If the gateway in question is NOT running the Anti-Virus blade then these components are not active—or necessarily updated—by design.
When the AV blade is active (if VSX, active on at least one VS), it is kept up to date.
If you find this is not the case, please open a TAC case.
0 Kudos
Highlighted
Copper

Re: Sophos Antivirus Not Working on Checkpoint Gateway

Security Team is using Nessus authenticated scans to determine all these.

Its a VSX Gateway and has antivirus Blade with all the latest updates..
Is there any way to check the current sophos version ?
0 Kudos
Highlighted
Admin
Admin

Re: Sophos Antivirus Not Working on Checkpoint Gateway

We do integrate a third party AV as part of our gateway solution.
However, it is not an independent component that can be used or updated independently of the gateway software itself.
Provided you are using the latest JHF and version of our code, you are using the latest available.
0 Kudos
Highlighted
Copper

Re: Sophos Antivirus Not Working on Checkpoint Gateway

Thank you for all your replies.
However i dont understand one thing..is Sophos antivirus an integrated part of Antivirus Blade and related updates ? If yes than how it is related to JHF because Antivirus keeps on updating regularly on a daily basis
0 Kudos
Highlighted
Sapphire

Re: Sophos Antivirus Not Working on Checkpoint Gateway

The only use of Sophos with CP is in EPSS clients - see sk68080: Supported Anti-Virus/Anti-Malware Vendors For Check Point Media Encryption Device/Media Sca...

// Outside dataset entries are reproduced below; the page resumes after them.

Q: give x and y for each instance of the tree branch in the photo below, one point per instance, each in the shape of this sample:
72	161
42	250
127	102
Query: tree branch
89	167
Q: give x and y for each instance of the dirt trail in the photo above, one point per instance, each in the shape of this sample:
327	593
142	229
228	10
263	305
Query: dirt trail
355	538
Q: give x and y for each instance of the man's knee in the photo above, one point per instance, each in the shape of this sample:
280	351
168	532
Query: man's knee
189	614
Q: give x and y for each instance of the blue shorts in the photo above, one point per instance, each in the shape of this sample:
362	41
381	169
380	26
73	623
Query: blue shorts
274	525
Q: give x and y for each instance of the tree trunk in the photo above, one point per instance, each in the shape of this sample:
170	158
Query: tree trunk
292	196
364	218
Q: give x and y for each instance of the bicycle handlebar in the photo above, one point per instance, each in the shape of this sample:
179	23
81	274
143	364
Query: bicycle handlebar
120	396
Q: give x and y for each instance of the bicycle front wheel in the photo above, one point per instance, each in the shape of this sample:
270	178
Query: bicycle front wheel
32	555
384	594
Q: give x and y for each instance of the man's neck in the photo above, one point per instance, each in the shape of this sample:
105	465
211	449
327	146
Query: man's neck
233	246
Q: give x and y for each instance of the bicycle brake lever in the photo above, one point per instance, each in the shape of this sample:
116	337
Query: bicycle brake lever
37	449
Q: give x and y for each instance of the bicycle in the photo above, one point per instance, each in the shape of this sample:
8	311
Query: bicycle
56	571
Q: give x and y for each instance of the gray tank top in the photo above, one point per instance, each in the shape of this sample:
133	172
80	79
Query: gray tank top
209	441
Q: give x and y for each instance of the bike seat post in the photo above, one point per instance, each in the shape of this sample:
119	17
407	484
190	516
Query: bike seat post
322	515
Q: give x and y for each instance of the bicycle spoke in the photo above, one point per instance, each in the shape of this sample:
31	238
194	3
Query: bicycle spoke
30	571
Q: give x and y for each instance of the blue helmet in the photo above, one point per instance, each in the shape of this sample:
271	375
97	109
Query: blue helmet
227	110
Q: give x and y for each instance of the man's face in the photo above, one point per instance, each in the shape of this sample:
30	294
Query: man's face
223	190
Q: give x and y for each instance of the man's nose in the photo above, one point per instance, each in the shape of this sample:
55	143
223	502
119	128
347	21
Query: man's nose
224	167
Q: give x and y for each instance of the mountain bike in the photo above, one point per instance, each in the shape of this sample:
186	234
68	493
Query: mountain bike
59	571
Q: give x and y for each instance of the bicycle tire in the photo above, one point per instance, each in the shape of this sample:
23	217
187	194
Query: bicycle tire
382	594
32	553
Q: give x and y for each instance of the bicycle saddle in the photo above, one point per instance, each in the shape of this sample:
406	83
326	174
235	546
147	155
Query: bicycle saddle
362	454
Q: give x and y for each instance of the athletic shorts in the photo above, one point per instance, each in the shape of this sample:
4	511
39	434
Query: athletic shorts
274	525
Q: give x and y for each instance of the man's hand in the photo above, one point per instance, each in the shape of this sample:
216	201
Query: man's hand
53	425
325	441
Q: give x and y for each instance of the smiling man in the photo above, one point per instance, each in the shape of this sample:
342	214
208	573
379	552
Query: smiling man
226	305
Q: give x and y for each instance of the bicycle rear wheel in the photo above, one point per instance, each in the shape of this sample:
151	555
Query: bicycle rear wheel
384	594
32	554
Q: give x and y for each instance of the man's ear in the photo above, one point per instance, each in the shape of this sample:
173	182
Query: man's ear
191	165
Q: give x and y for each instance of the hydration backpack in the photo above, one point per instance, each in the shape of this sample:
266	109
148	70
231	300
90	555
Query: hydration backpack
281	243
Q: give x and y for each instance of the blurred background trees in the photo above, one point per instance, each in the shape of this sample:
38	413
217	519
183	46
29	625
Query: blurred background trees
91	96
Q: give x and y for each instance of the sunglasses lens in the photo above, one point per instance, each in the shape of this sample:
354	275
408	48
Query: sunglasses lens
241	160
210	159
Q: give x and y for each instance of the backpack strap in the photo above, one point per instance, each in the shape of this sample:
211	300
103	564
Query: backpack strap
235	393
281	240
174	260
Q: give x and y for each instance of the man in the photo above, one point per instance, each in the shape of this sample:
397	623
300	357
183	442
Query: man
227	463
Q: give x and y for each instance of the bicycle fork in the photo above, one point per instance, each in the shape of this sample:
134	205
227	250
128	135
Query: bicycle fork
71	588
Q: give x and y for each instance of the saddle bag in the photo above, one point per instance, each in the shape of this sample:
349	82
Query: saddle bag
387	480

One of our clients received the E2 EPS client version to support BitDefender thru the CP Local Office, so i now of this. But concerning the NGTP GWs, these use KAV ++

 

Highlighted
Admin
Admin

Re: Sophos Antivirus Not Working on Checkpoint Gateway

There are binary components (updated with the JHF) and there are signatures (updated automatically/regularly).